Automobiles News

India’s path to becoming the global automobile technology hub


India is slowly gaining popularity in the global automotive business in many ways. Carmakers such as Hyundai and Kia export big volumes to other countries from here, while homegrown two-wheeler manufacturers such as Bajaj, TVS, and Hero MotoCorp export a large number of motorcycles and scooters to many countries around the world from here.

Apart from vehicles, India is also seeing a boom in automotive technology, and tier 1 suppliers like Bosch has based its R&D business here to cater to the world, while Volvo recently inaugurated its Tech centre in Bangalore, which is the largest of its kind outside Sweden.

Following the wave, Continental has also opened its Technical Center in Bangalore, with an investment of Rs 1000 crore. Spread across one million sq ft and with the ability to accommodate 6,500 employees, the new facility will work on solutions for the global market, as well as India-specific ones. The new Technical Centre will focus on five business areas — Autonomous Mobility, Architecture and Networking, Safety and Motion, Smart Mobility, and User Experience.

Continental will rely on one of India’s biggest advantages — talent. India produces a large number of engineers every year, which is crucial for a technology company to set up its R&D facility here. Continental uses a lot of accident data to finetune its components as the majority of them are software-driven, and that’s where the Technical Centre comes into play.

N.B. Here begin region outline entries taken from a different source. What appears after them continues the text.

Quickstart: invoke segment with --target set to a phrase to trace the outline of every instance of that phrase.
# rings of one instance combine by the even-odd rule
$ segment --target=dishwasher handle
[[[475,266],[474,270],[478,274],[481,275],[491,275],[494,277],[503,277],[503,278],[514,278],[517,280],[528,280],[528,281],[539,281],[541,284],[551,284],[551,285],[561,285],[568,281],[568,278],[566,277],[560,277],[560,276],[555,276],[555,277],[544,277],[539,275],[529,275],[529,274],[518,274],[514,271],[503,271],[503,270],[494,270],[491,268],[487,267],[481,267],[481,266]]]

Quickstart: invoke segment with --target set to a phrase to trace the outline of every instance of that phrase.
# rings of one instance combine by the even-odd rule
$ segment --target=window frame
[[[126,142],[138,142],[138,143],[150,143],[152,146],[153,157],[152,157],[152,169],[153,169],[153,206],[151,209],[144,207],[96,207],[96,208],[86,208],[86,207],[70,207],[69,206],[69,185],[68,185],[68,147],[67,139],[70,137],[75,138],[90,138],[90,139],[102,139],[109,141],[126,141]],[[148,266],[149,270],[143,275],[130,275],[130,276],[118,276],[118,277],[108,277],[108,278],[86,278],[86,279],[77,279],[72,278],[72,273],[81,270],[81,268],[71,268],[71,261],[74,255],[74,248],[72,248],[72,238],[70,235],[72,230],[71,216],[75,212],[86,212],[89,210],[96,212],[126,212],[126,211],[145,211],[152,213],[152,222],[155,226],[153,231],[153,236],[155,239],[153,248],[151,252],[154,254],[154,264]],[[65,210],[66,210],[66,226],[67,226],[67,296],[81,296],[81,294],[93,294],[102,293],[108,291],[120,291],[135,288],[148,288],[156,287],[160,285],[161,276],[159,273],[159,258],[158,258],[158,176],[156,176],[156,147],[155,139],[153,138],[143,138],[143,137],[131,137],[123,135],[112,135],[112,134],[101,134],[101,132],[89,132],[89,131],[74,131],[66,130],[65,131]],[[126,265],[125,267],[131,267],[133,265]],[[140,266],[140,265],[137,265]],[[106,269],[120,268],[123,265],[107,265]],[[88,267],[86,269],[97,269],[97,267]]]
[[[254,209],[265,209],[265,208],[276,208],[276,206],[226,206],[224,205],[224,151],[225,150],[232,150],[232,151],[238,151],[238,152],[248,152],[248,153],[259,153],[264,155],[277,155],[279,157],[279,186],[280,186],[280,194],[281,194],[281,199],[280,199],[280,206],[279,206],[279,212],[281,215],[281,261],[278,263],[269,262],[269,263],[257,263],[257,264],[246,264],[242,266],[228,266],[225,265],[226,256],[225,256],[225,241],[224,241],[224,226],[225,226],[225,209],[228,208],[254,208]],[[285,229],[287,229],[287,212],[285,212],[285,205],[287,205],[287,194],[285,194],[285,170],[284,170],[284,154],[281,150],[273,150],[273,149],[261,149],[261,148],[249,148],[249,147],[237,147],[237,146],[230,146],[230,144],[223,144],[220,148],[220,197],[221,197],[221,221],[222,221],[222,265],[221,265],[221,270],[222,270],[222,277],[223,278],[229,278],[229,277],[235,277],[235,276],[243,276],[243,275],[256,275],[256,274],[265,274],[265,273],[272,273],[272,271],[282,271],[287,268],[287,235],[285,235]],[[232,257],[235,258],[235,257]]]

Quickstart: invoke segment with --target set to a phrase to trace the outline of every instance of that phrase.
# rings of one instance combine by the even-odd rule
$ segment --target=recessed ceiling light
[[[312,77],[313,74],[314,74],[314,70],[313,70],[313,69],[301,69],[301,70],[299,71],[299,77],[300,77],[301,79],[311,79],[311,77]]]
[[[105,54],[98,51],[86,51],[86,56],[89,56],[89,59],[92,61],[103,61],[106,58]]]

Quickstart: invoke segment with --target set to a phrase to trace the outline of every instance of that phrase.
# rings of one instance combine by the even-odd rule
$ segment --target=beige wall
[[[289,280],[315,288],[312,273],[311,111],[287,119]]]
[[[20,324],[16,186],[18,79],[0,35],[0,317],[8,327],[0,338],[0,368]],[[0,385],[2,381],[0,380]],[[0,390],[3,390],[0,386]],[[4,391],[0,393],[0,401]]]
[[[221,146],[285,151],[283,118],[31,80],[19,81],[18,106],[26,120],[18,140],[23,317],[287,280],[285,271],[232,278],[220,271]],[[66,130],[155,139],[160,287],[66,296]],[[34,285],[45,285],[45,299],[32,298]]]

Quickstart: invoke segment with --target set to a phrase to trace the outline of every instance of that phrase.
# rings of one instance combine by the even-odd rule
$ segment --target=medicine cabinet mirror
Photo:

“In a modern vehicle, there is a lot of data captured during an accident,” says Prashanth Doreswamy, President and CEO, Continental India. Data such as this help component makers because they get a better picture of what exactly happened — the speed of the vehicle, if the brakes were applied on time, etc.

“However, such data varies depending on the country and scenario, as India has its unique challenges,” adds Latha Chembrakalam, Head of Technical Center India, Continental Automotive.

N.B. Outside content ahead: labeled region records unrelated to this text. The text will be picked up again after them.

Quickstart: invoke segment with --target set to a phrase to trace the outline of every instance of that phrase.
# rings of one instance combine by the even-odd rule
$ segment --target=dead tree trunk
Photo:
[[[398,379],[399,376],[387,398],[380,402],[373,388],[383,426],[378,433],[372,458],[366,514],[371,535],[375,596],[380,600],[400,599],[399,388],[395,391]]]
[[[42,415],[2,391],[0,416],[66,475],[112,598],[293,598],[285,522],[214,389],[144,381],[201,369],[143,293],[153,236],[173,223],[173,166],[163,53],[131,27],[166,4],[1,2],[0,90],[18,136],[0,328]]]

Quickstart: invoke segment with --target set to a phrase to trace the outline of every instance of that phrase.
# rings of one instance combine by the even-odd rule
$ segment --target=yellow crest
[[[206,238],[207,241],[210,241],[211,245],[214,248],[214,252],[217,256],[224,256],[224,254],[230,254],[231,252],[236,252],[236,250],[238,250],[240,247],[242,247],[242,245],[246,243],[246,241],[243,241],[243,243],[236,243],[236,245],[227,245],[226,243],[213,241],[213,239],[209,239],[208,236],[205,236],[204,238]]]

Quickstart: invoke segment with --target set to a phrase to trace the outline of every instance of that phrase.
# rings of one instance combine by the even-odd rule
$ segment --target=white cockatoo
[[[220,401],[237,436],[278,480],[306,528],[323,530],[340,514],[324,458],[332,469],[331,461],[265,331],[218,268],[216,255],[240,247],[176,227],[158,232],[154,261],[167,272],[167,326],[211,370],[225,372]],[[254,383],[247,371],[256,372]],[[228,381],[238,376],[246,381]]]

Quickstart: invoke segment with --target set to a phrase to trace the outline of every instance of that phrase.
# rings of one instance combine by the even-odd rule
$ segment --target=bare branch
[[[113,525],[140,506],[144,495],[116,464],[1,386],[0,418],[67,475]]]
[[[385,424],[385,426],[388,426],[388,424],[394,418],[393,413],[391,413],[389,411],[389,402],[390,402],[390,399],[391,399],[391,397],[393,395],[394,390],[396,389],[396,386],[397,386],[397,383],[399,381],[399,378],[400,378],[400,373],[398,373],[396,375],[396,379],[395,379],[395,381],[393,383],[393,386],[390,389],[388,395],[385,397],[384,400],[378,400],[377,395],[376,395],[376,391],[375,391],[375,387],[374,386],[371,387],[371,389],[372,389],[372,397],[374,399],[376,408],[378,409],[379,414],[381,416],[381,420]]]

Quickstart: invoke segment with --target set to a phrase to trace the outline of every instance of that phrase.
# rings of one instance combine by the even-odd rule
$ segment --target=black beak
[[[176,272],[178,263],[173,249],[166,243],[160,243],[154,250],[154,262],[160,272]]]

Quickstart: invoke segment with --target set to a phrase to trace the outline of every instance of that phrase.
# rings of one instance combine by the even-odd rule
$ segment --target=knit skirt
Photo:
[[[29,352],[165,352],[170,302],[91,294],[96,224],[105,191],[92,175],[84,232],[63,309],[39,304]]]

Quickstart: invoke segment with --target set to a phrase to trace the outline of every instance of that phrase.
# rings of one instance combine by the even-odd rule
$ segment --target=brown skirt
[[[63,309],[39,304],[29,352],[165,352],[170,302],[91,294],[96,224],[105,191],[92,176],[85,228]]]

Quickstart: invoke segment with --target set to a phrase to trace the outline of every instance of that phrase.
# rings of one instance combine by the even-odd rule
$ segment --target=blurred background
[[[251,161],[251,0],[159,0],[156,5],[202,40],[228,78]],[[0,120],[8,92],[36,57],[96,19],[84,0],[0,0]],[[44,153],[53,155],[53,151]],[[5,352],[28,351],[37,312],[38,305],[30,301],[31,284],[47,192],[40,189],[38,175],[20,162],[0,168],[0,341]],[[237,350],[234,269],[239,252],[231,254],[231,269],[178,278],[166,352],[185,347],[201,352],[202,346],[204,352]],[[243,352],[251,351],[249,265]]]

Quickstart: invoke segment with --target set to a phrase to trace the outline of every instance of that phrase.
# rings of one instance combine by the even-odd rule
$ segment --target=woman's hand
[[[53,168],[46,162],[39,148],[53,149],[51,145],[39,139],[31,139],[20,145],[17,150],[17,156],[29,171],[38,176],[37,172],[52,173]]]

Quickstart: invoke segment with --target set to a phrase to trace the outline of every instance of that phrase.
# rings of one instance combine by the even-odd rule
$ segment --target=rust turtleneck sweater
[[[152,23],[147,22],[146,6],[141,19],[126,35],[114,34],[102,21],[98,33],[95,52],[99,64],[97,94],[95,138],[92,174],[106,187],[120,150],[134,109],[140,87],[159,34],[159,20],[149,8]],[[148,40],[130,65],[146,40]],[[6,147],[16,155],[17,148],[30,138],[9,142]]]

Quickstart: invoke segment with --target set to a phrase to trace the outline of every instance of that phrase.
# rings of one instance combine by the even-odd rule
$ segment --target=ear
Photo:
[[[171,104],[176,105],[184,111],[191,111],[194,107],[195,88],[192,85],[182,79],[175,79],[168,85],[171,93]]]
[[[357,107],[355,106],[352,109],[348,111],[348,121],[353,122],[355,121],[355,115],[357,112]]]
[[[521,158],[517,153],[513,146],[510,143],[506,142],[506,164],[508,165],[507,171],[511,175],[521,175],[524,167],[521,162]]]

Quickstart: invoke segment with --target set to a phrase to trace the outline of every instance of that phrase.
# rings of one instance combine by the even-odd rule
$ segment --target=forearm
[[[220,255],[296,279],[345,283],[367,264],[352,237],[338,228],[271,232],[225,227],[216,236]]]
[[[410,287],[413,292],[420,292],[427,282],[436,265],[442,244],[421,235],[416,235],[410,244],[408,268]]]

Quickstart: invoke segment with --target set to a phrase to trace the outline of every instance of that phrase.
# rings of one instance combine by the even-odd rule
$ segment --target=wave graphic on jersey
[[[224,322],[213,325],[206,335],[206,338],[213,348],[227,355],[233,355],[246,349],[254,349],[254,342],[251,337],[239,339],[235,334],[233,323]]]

One of the key aspects of bringing technology to the masses is the cost. When components are localised, they can be kept down, but availability is a concern. The CEO recalls when Continental was setting up its ABS manufacturing, “We invested two years before the government mandate came in and started assembly. We also went ahead and vertically integrated ECU manufacturing, but we still import the aluminium as we are still not able to find anyone to do these precision products,” he adds.

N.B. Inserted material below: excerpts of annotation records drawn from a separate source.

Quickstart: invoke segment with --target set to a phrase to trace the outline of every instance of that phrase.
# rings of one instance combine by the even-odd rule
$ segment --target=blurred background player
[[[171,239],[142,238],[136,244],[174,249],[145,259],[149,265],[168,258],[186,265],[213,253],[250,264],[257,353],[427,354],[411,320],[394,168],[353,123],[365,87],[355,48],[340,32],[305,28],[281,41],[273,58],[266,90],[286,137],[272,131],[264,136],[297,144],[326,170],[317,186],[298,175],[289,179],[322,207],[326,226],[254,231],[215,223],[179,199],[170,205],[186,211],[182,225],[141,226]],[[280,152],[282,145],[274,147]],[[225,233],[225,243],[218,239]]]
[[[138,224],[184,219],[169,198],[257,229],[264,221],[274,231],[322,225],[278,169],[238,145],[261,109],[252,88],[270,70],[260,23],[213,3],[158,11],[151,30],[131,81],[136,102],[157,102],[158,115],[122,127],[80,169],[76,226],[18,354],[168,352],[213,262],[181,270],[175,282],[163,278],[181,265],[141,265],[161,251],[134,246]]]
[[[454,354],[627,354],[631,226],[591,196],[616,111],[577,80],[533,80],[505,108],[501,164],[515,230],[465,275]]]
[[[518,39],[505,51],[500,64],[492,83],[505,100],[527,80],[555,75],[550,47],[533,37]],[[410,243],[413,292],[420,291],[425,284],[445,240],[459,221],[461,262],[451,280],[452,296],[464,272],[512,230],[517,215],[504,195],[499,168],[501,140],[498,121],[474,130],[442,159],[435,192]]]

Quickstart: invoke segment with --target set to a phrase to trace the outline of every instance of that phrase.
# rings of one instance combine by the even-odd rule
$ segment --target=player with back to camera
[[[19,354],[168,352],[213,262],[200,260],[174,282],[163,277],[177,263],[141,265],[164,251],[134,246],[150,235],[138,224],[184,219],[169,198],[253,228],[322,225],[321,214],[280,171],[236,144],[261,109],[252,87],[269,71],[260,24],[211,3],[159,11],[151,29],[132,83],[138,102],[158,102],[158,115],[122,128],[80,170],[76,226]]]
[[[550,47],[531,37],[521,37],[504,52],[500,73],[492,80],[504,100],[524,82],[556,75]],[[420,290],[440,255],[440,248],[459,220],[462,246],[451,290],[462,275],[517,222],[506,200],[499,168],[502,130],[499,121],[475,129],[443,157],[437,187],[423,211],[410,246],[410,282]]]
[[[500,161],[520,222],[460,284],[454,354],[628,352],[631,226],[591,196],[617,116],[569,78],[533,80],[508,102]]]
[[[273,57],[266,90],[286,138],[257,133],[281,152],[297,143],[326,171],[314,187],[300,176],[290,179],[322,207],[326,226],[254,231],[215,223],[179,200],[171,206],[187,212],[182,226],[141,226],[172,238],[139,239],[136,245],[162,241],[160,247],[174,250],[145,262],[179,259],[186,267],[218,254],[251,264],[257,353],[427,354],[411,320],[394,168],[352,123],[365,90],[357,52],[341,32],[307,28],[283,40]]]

Continental finally brought in Nisshinbo, one of its joint venture companies from Japan, and now, the ABS units are 100 percent localised. The company will soon localise other components, such as telematics control units and airbag controllers, as India’s moving towards making multiple airbags mandatory in passenger vehicles.

Apart from the availability of materials, other factors affect the localisation of components. “Skillset is a concern as advanced products need precision knowledge which we lack, but we are looking at other programmes to tackle this situation like upskilling and reskilling our employees. Automation is also another way we are addressing the situation,” adds the CEO.

Maintenance of equipment is also a challenge, but with the help of AR and VR, Continental can tackle this situation. A person here can interact with a service technician based in Germany in real-time to get parts replaced or fixed. Finally, spares and their availability needs to be addressed. “We have a 3D printer, so we can print the components and get the equipment running,” adds Doreswamy.